Woah, he showed up at your office? Not cool! For that reason alone, I think you’re past the “just ignore him and hope he goes away” stage. If you still have a way to get in touch with him — email would be best — without accepting his friend request, tell him that you were under the impression that he never wanted to speak to you again and since your last conversation several years ago, you have moved on. Tell him that you are quite happy in your life and wish him the same, but you have no interest in re-opening a chapter of your life that has long been closed and you would appreciate it if he respected your wishes and left you alone. Of course, you may get some response from him and it will be entirely up to you to decide whether or how to proceed. If you feel like you’re in danger at all, especially given your history with him, you may even consider alerting the authorities to discuss what, if any, options you might have in protecting yourself.

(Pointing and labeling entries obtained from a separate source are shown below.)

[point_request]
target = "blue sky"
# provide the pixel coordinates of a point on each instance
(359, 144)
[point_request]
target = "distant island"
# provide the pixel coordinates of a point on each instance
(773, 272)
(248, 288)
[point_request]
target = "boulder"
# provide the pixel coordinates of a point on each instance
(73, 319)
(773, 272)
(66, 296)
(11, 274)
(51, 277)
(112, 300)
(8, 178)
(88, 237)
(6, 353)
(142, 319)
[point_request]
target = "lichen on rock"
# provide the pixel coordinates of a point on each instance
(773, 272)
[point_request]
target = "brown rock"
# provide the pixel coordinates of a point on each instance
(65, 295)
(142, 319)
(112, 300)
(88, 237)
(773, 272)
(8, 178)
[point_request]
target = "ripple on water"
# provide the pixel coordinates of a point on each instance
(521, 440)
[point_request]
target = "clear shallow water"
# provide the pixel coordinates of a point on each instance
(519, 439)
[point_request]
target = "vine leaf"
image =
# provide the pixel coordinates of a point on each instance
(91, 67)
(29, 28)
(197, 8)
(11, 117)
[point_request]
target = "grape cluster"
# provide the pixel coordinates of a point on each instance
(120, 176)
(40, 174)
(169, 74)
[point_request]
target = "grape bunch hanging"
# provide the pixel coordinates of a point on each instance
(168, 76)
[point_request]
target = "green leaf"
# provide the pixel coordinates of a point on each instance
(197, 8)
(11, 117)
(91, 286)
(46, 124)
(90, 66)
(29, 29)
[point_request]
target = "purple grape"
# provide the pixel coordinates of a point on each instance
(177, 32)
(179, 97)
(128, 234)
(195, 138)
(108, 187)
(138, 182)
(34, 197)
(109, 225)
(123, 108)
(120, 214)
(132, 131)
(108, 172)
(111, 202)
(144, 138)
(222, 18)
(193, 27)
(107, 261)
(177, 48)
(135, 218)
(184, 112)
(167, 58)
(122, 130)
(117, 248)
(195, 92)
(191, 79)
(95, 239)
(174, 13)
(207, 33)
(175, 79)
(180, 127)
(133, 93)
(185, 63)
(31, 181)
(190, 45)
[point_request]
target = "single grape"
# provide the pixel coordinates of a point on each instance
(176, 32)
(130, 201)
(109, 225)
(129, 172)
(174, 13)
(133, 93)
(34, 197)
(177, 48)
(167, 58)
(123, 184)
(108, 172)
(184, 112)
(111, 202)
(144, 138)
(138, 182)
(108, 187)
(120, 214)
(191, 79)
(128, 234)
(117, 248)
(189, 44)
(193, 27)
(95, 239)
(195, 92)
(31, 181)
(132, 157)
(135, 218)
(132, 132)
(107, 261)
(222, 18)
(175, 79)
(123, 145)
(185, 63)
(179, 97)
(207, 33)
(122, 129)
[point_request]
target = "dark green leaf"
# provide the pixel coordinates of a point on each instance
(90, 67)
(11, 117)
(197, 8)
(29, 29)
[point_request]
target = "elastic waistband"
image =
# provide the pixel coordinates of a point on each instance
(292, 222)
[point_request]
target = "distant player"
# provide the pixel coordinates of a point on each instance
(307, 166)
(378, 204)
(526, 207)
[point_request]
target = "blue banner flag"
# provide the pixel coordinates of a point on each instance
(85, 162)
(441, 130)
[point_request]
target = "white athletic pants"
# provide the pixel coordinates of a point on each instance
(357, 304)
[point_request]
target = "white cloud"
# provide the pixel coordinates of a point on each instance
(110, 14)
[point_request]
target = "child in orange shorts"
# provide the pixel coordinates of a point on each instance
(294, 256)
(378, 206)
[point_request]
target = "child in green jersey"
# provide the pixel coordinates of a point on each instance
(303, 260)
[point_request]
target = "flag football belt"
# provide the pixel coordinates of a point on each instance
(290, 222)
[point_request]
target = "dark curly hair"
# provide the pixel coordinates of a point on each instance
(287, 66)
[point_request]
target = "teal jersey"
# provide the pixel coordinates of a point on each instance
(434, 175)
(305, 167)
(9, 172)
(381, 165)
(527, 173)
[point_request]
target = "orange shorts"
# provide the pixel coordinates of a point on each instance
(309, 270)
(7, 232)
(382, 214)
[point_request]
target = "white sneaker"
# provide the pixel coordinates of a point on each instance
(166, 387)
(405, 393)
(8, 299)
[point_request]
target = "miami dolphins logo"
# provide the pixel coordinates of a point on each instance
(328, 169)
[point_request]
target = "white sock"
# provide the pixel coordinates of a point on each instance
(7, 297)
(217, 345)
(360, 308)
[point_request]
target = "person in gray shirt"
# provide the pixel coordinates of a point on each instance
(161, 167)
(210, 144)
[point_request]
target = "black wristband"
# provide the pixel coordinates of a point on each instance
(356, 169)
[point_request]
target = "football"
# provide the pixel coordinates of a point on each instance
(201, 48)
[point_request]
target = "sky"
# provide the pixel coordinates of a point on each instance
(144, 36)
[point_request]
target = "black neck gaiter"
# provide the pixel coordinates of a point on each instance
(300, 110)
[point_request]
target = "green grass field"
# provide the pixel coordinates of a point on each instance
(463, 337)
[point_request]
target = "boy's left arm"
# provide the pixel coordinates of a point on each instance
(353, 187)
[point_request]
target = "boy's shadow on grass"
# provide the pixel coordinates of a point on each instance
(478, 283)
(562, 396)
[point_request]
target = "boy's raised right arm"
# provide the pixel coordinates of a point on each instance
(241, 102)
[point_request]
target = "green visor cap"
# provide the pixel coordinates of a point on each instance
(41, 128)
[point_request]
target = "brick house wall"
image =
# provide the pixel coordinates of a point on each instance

It’s possible that your ex is in some sort of 12-step program for his anger issues and wants to make amends with you, but that’s just one of many possibilities and it certainly isn’t your responsibility to find out if that’s what he wants or to give him the forgiveness he might be seeking. I would proceed very cautiously here and do whatever you need to do to protect your safety, including telling your boyfriend what’s going on. Not only is it in your best interest to keep things transparent with him, your guy definitely deserves to know that some schmuck with a history of verbal abuse and anger issues is showing up at his girlfriend’s place of business looking for her. He may want to confront your ex himself, but part of being in a relationship means sharing burdens like these and this is your opportunity to decide together — as a team — if this is a situation that is best handled directly by you or if you would benefit from your boyfriend’s help as well as emotional support. If you think you and your boyfriend are going to be life partners, this is just one of many issues where you’re going to have to think of what’s best for your relationship as well as what’s best for you personally. In both cases, you’d be wise to share with your boyfriend what’s going on.